A vida como ela (não) é

BERNARDO AJZENBERG

A Folha costuma se sair bem nas reportagens relacionadas ao Poder -seja o Executivo, o Legislativo ou o Judiciário. Apesar de algumas oscilações, foi o que ocorreu, nessa semana, com a cobertura da ação da Polícia Federal e promotores (Operação Anaconda) e a dos atentados contra a Polícia Militar em SP.
Dois outros casos que eclodiram nos últimos dias revelaram, porém, falta de discernimento e insensibilidade do jornal quando o tema afeta, ainda que de modo indireto, a vida concreta, o bolso, o dia-a-dia do seu leitor.
Há meses, filas enormes de idosos se formam para pegar formulários e encaminhar pedidos de revisão de valores de pensões ou aposentadorias. O prazo para isso vence no próximo dia 20.
A Folha não tem dado atenção a essa "mobilização". Ela só surgiu (um pouco) em suas páginas a partir de uma outra questão envolvendo o INSS, na semana passada.
Com efeito, na quinta-feira, o jornal editou reportagem informando que o governo suspendera, desde segunda, o pagamento de benefícios para quem tem mais de 90 anos de idade ou 30 anos de aposentadoria, alegando necessidade de recadastramento devido a fraudes. Isso envolve 105 mil pessoas.
Dois pontos, aqui, a comentar.
A suspensão começou na segunda, e o jornal só a divulgou na quinta (o jornal "O Dia", do Rio, por exemplo, deu a notícia antes, na quarta-feira).
Além disso, o registro da Folha era apenas factual. A única "fonte" citada foi oficial: a assessoria da Previdência. Nenhum depoimento de aposentado, nenhum relato de caso real.
Registre-se, entre parênteses, que apareceu, sim, um elemento "acalorado" na reportagem. Foi ao pé do texto, sob a forma de um comentário crítico ao INSS, que "deveria ter dado ampla publicidade ao fato e prazo maior para o recadastramento antes de suspender os pagamentos".

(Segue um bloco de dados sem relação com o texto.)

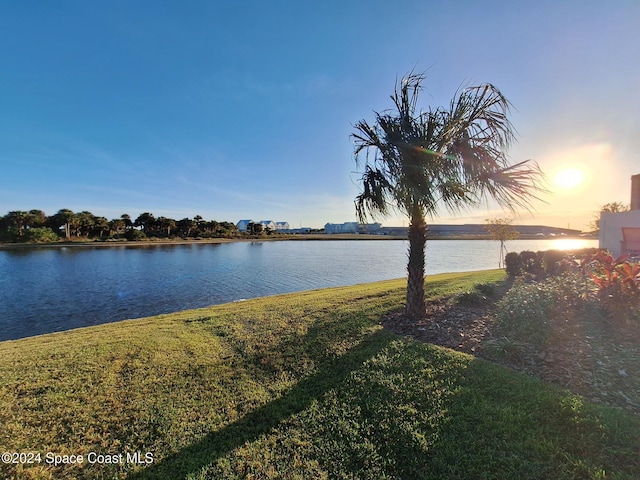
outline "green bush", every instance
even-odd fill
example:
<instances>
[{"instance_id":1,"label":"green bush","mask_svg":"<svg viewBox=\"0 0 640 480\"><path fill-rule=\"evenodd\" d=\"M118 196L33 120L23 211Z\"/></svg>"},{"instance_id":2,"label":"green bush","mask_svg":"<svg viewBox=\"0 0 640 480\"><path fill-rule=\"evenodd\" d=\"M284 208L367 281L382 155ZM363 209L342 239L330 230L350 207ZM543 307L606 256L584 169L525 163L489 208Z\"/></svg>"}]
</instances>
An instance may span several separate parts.
<instances>
[{"instance_id":1,"label":"green bush","mask_svg":"<svg viewBox=\"0 0 640 480\"><path fill-rule=\"evenodd\" d=\"M127 240L131 241L144 240L145 238L147 238L142 230L136 230L135 228L127 230L127 232L124 234L124 237Z\"/></svg>"},{"instance_id":2,"label":"green bush","mask_svg":"<svg viewBox=\"0 0 640 480\"><path fill-rule=\"evenodd\" d=\"M18 233L18 229L15 227L0 230L0 242L17 242L20 238Z\"/></svg>"},{"instance_id":3,"label":"green bush","mask_svg":"<svg viewBox=\"0 0 640 480\"><path fill-rule=\"evenodd\" d=\"M538 278L544 274L542 252L536 253L525 250L524 252L520 252L520 260L524 273L529 273Z\"/></svg>"},{"instance_id":4,"label":"green bush","mask_svg":"<svg viewBox=\"0 0 640 480\"><path fill-rule=\"evenodd\" d=\"M584 284L576 274L514 285L498 302L496 328L513 341L543 345L552 326L569 321L584 307Z\"/></svg>"},{"instance_id":5,"label":"green bush","mask_svg":"<svg viewBox=\"0 0 640 480\"><path fill-rule=\"evenodd\" d=\"M529 275L540 280L545 277L560 275L570 270L567 262L570 262L570 259L579 259L585 255L586 253L583 251L573 252L572 254L561 250L510 252L505 257L505 265L507 275L511 278Z\"/></svg>"},{"instance_id":6,"label":"green bush","mask_svg":"<svg viewBox=\"0 0 640 480\"><path fill-rule=\"evenodd\" d=\"M459 293L453 299L453 303L463 307L477 307L485 305L490 297L497 293L498 286L495 283L478 283L473 290Z\"/></svg>"},{"instance_id":7,"label":"green bush","mask_svg":"<svg viewBox=\"0 0 640 480\"><path fill-rule=\"evenodd\" d=\"M558 275L564 271L561 262L567 256L566 252L561 250L547 250L539 253L542 256L542 268L546 275Z\"/></svg>"},{"instance_id":8,"label":"green bush","mask_svg":"<svg viewBox=\"0 0 640 480\"><path fill-rule=\"evenodd\" d=\"M511 278L515 278L522 275L522 262L520 260L520 254L517 252L509 252L504 257L504 264L507 270L507 275Z\"/></svg>"},{"instance_id":9,"label":"green bush","mask_svg":"<svg viewBox=\"0 0 640 480\"><path fill-rule=\"evenodd\" d=\"M60 239L58 234L49 227L30 228L25 231L24 238L32 243L57 242Z\"/></svg>"},{"instance_id":10,"label":"green bush","mask_svg":"<svg viewBox=\"0 0 640 480\"><path fill-rule=\"evenodd\" d=\"M498 286L495 283L479 283L474 288L485 297L493 297L498 292Z\"/></svg>"},{"instance_id":11,"label":"green bush","mask_svg":"<svg viewBox=\"0 0 640 480\"><path fill-rule=\"evenodd\" d=\"M536 278L541 278L544 275L542 252L536 253L528 250L520 253L509 252L504 258L504 263L507 269L507 275L511 278L525 274L532 275Z\"/></svg>"},{"instance_id":12,"label":"green bush","mask_svg":"<svg viewBox=\"0 0 640 480\"><path fill-rule=\"evenodd\" d=\"M454 302L463 307L477 307L484 305L487 302L487 297L478 291L470 290L458 294Z\"/></svg>"}]
</instances>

Mesmo esse parágrafo opinativo, porém, constitui algo esdrúxulo, como registrei na crítica interna daquele dia: "Sem entrar no seu mérito, ele (o comentário) me parece, em qualquer caso, estar num local inapropriado (...) O precedente, acredito, é perigoso em relação à separação que deve haver, na Folha, entre notícia e opinião".
Idêntico tom frio e protocolar caracterizou a reportagem do dia seguinte (sexta), sobre o recuo do governo, que, ante a reação, suspendeu o bloqueio dos benefícios. Diferentemente do que fez, por exemplo, o "Globo", o jornal foi incapaz de oferecer ao leitor uma imagem, um depoimento expressivo, um serviço útil e esquematizado de orientação. Nada propiciou além da informação oficial.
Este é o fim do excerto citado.